L’accueil des migrants et des réfugiés transparait dans l’Archipel des passions : quelles sont vos positions sur ce sujet ?

R.M. : Nous ne traitons pas cette question en tant que telle, qui est évidemment centrale pour nos sociétés, notre politique et notre morale. Mais, tenant à certaines valeurs, nous avons montré à maintes reprises, combien l’« enfermement sur soi », fruit de l’égoïsme, était nocif. Et qu’il était essentiel de faire que chacun ait les moyens de mener une vie décente ou de construire son existence selon les fins qui lui paraissent les meilleures. Toute personne a droit au respect, quelle qu’elle soit, d’où qu’elle vienne, quelles que soient ses orientations politiques, religieuses, sexuelles. Toute personne a droit au respect de sa dignité. Jankélévitch disait : « Je ne suis pas le gendarme de tes devoirs, mais je suis le gardien de tes droits. »

Robert Maggiori, vous avez dit : « Personne ne peut se dire étranger à la philosophie » : pour quelles raisons cela vous semble impossible ?
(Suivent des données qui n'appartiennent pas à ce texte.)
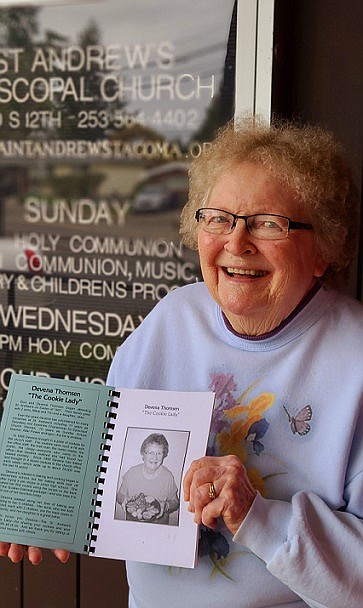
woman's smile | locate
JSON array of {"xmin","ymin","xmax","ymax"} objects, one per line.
[{"xmin": 198, "ymin": 163, "xmax": 326, "ymax": 335}]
R.M. : Tout simplement parce que chacun en fait, de la philosophie, même sans le savoir, ou plutôt sans savoir que les problèmes qui se posent lui sont ceux-la mêmes dont traite la philosophie ! Regardez les questions que posent les enfants ! Qui peut éviter de s’interroger sur le sens qu’a sa vie, sur le travail, sur la liberté, sur les injustices ou les inégalités, le rôle de l’Etat, la vie en commun, la souffrance, la mort, la joie, le désir ? Ce qu’il faut « transmettre », c’est que ces problèmes qui interrogent tout le monde, eh bien, des philosophes les ont déjà traités, éclairés. Et que, si on lisait quelques pages de Platon ou de Kant (1724-1804), d’Aristote (384 av. J.-C.-322 av. J.C.) ou de Spinoza, on les traiterait soi-même de façon plus… éclairée, approfondie, rigoureuse.
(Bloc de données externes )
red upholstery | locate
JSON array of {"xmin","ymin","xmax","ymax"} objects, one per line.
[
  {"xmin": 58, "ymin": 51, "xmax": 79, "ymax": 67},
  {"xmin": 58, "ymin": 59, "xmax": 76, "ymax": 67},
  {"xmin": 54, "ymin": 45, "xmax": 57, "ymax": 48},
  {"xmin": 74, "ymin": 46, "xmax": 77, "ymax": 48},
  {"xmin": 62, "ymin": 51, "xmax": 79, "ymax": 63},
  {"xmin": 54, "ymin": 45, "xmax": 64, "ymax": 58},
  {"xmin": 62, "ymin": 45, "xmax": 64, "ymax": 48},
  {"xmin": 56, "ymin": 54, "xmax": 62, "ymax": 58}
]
Dans votre livre, on sent, en creux, une critique de notre société actuelle, où nous sommes obsédés par la réussite de nos vies ?
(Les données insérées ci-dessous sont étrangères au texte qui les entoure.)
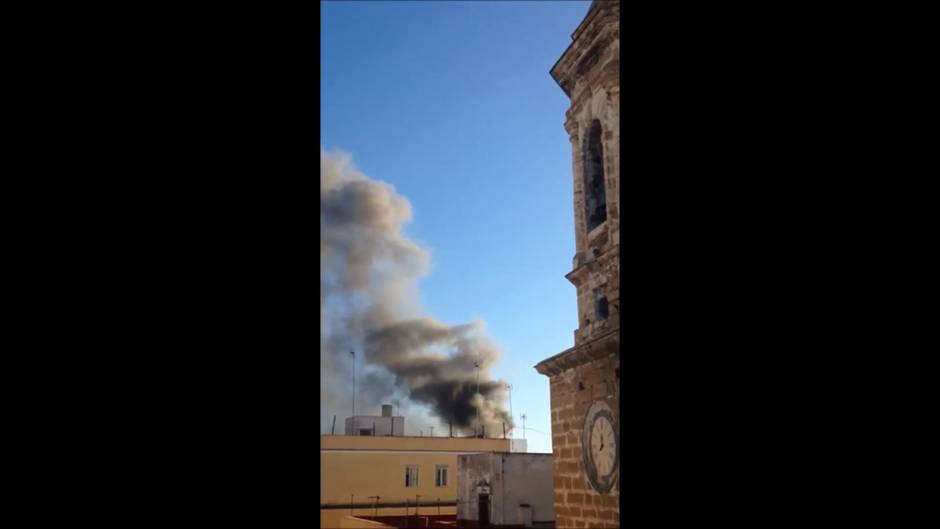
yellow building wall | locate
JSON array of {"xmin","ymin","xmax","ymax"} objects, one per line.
[{"xmin": 320, "ymin": 435, "xmax": 510, "ymax": 528}]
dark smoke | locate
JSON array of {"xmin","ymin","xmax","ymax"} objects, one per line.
[{"xmin": 320, "ymin": 149, "xmax": 512, "ymax": 434}]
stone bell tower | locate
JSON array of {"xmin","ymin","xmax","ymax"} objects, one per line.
[{"xmin": 535, "ymin": 0, "xmax": 621, "ymax": 527}]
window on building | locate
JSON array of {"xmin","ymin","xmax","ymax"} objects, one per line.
[
  {"xmin": 434, "ymin": 465, "xmax": 447, "ymax": 487},
  {"xmin": 405, "ymin": 465, "xmax": 418, "ymax": 487},
  {"xmin": 584, "ymin": 119, "xmax": 607, "ymax": 232}
]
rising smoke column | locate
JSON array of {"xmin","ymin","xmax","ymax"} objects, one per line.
[{"xmin": 320, "ymin": 148, "xmax": 512, "ymax": 435}]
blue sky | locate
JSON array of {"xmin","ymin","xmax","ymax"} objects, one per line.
[{"xmin": 320, "ymin": 0, "xmax": 590, "ymax": 452}]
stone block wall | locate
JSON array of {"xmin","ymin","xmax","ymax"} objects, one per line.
[{"xmin": 549, "ymin": 353, "xmax": 620, "ymax": 528}]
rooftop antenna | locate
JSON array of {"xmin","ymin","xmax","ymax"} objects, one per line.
[
  {"xmin": 473, "ymin": 358, "xmax": 481, "ymax": 435},
  {"xmin": 349, "ymin": 351, "xmax": 356, "ymax": 420},
  {"xmin": 506, "ymin": 384, "xmax": 515, "ymax": 439}
]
C.C. : Effectivement nous rappelons, comme beaucoup de sociologues, de philosophes ou de psychanalystes, que nous vivons dans une époque qui entraîne vers la frénésie. Non pas celle, plutôt positive, qui nous donne le sentiment d’être vivant et d’être traversé par des émotions. Mais plutôt celle qui ressemble à une agitation permanente, à un état où l’on ne sait même plus ce que l’on ressent, où nous n’avons plus un espace propre de retrait, et où s’impose un sentiment flou et impalpable d’anxiété… La course vers la performance nous entraîne dans cette logique car, pour être efficace sur tous les fronts, il faut être dans le détachement de soi, renoncer à sa propre authenticité.

Sans tomber dans la course à la réussite dans nos vies individuelles, comment peut-on bien vivre ?

C.C. : Nous ne donnons pas de recette de bonheur dans notre Archipel. Nous tentons de montrer que l’élan de la passion contient toute la puissance du désir, qui peut aussi bien nous porter vers la création et la joie, que vers la jalousie et la haine, nous rapprocher aussi bien de la vie que de la mort. Peut-être pour bien vivre, s’agit-il d’être capable d’éclairer son désir, de le reconnaître, de mieux saisir ses contours et ses mouvements.

R.M. : Et sans doute aussi d’être capable d’éviter ce qui torture ou brise la vie de l’intérieur, à savoir la culpabilité, le remords et tout ce qui provoque l’enferment insulaire en soi-même, comme l’arrogance ou l’orgueil.

Quels sont vos projets, à l’un et à l’autre ?

C.C. : Les rencontres philosophiques de Monaco occupent une grande partie de notre temps. Nous développons de nouvelles initiatives chaque année et cela demande beaucoup d’énergie, car nous portons ce projet avec passion.

Un autre livre à quatre mains est-il en préparation ?

R.M. : Secret !

 

1) Archipel des Passions de Charlotte Casiraghi et Robert Maggiori (Le Seuil), 336 pages, 20 euros.
2) Robert Maggiori a été le professeur de philosophie de Charlotte Casiraghi. Il est philosophe, critique littéraire à Libération, et fait partie des membres fondateurs des Rencontres philosophiques de Monaco, lancées en 2015 par Charlotte Casiraghi.